To visualize endocytosis in resting and activated human T lymphocytes, we exposed cells to FM1-43 for varying times and monitored fluorescence by confocal microscopy. FM1-43 rapidly stained the plasma membrane (PM) of both resting and PHA-activated T cells as a result of dye partitioning into the lipid bilayer (Fig. 1 top panels). In resting T cells, the ring of staining indicated a uniform distribution of dye within the PM. In activated T cells, brightly fluorescent patches averaging 2.4 × 1.4 μm in size (n = 271) appeared at the cell periphery immediately after addition of FM1-43 to the extracellular solution, simultaneously with PM staining (Fig. 1G, J, and M). Surface membrane staining and peripheral patches of FM1-43 fluorescence did not change after several minutes of exposure to FM1-43 (Fig. 1, middle panels). Upon washout of FM1-43, PM staining and brightness of the peripheral patches was substantially reduced, but peripheral patches remained visible for several minutes (Fig. 1, lower panels). The bright peripheral patches, found only in activated T cells, consisted of clusters of external vesicles adherent to the PM, as shown below by electron microscopy (EM). After several minutes of exposure, in addition to staining the cell surface, FM1-43 accumulated inside the cell but was excluded from the nucleus. After washout, dye was retained within the cells (Fig. 1, lower panels). Intracellular accumulation was especially apparent in activated T cells at or above room temperature. Similar results were obtained with T cells activated by ionomycin + phorbol myristate acetate (PMA, data not shown).

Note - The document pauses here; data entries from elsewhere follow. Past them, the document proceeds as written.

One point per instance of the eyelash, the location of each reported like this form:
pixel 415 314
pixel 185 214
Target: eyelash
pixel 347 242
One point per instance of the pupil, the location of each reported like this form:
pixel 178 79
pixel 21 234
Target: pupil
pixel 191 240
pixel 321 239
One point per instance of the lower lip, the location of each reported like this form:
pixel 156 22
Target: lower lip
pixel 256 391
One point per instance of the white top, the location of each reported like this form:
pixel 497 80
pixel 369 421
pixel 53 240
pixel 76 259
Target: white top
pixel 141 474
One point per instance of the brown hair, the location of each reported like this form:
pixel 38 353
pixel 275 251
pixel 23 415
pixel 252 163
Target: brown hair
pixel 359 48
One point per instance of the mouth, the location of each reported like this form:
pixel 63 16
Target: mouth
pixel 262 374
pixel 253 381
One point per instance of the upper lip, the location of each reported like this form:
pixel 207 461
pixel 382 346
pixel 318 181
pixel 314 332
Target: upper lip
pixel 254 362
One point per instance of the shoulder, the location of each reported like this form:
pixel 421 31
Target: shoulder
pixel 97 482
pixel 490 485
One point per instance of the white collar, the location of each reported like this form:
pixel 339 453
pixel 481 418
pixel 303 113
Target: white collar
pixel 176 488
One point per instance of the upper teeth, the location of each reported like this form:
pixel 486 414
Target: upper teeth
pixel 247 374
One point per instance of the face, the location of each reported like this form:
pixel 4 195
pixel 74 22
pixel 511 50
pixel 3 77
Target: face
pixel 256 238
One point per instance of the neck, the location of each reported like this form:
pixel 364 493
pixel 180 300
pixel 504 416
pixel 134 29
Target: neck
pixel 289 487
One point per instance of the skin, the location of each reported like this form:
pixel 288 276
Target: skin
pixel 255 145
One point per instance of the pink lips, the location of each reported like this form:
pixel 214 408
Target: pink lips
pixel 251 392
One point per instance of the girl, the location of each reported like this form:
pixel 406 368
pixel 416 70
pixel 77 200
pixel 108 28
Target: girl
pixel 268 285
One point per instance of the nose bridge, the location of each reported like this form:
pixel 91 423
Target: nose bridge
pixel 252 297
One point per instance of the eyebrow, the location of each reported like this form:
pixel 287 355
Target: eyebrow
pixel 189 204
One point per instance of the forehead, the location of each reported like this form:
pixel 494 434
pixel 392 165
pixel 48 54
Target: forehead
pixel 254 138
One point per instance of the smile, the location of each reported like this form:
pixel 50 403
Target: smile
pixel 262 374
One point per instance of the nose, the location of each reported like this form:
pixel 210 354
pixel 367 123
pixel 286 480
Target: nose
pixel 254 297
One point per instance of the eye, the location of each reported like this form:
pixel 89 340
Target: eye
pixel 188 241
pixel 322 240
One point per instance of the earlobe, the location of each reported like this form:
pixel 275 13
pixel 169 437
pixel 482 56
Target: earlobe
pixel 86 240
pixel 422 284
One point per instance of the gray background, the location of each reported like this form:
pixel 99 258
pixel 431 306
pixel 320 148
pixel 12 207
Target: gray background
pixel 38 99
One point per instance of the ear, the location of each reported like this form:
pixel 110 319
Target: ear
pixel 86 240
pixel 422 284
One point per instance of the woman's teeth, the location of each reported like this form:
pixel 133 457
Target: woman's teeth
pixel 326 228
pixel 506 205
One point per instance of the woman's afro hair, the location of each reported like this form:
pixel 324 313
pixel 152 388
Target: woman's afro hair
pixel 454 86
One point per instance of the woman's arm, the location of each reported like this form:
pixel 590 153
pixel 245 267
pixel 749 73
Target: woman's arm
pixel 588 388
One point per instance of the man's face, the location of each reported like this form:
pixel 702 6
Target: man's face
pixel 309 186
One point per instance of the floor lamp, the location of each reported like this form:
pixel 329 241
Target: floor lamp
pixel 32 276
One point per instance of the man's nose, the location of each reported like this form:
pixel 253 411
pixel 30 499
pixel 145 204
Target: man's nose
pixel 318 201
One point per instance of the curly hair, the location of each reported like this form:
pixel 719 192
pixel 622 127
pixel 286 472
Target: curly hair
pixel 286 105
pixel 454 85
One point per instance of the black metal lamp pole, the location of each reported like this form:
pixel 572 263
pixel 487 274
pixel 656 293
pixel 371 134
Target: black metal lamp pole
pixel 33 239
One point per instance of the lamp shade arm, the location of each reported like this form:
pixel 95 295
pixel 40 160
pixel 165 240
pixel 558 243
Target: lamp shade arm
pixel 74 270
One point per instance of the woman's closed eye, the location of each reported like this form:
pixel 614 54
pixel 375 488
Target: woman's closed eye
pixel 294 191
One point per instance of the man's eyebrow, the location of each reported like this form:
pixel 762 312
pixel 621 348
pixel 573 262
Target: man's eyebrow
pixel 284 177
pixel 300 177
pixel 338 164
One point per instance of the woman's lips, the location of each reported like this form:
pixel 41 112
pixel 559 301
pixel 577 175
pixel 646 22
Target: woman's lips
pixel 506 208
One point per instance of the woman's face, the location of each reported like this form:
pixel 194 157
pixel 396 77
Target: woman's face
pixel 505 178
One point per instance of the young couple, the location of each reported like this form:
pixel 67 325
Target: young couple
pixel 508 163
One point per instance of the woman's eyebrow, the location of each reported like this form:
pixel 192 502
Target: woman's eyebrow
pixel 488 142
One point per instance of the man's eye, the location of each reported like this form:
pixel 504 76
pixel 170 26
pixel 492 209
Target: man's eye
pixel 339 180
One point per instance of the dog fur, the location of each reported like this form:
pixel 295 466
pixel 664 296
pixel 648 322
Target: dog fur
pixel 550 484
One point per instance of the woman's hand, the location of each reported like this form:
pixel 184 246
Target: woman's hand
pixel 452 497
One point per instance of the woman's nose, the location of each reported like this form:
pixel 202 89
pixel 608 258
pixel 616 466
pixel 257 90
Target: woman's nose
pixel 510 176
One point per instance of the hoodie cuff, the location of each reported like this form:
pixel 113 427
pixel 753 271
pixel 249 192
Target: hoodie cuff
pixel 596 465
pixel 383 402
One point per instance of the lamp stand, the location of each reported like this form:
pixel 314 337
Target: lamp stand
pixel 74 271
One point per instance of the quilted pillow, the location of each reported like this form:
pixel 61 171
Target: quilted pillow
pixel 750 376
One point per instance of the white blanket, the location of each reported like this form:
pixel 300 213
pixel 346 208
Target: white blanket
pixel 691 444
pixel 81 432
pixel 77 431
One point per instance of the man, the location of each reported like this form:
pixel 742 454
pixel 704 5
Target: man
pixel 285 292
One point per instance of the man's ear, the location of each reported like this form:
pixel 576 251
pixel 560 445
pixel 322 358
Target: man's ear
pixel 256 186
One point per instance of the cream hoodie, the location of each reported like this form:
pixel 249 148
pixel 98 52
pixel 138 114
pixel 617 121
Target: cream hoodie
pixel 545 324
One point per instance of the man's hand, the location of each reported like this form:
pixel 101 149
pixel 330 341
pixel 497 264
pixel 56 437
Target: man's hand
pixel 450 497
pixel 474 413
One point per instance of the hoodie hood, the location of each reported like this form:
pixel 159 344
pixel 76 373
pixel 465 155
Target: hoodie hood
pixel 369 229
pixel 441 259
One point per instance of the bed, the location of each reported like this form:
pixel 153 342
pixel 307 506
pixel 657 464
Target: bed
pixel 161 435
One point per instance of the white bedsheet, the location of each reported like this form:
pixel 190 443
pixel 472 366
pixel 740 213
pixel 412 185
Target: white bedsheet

The accumulation of dye within T cells may reflect constitutive endocytosis. Consistent with this mechanism, we found that rates of dye uptake were strongly temperature dependent. In resting T cells, intracellular FM1-43 accumulation was not observed after 20 min of incubation at 24 °C (Fig. 1A–C), but patches of FM1-43 fluorescence appeared within the cytosol at 34 °C (Fig. 1D–F). Activated T cells accumulated substantially more dye than resting T cells at 24 °C (Fig. 1J–L), and dye accumulation was strongly enhanced at 34 °C (Fig. 1M–O) but completely blocked at 14 °C (Fig. 1G–I). To assess endocytosis quantitatively, we fitted the time course of intracellular FM1-43 fluorescence accumulation in resting and activated T cells at different temperatures with first-order exponential functions (Fig. 1P). The rate constant (r) of dye uptake was strongly dependent upon temperature and was approximately one order of magnitude larger at any given temperature in activated T cells, consistent with a strong enhancement of the rate of endocytosis, compared to resting T cells (Fig. 1P, left and middle panels). An Arrhenius plot of the temperature dependence of r in activated T cells (Fig. 1P, right panel) deviates from a straight line with an inflection point in the vicinity of 24 °C, indicating that the temperature dependence is stronger at lower temperatures. The energies of activation (Ea) calculated from the slopes of linear regression fits are 153 kJ/mol (Q10 = 7.8) and 76 kJ/mol (Q10 = 3.9) in the lower (14–24 °C) and high (24–34 °C) temperature ranges, respectively. The nonlinear Arrhenius plot may indicate that lipids undergo a phase transition  and that membrane fluidity is a rate-limiting factor for constitutive endocytosis in T cells.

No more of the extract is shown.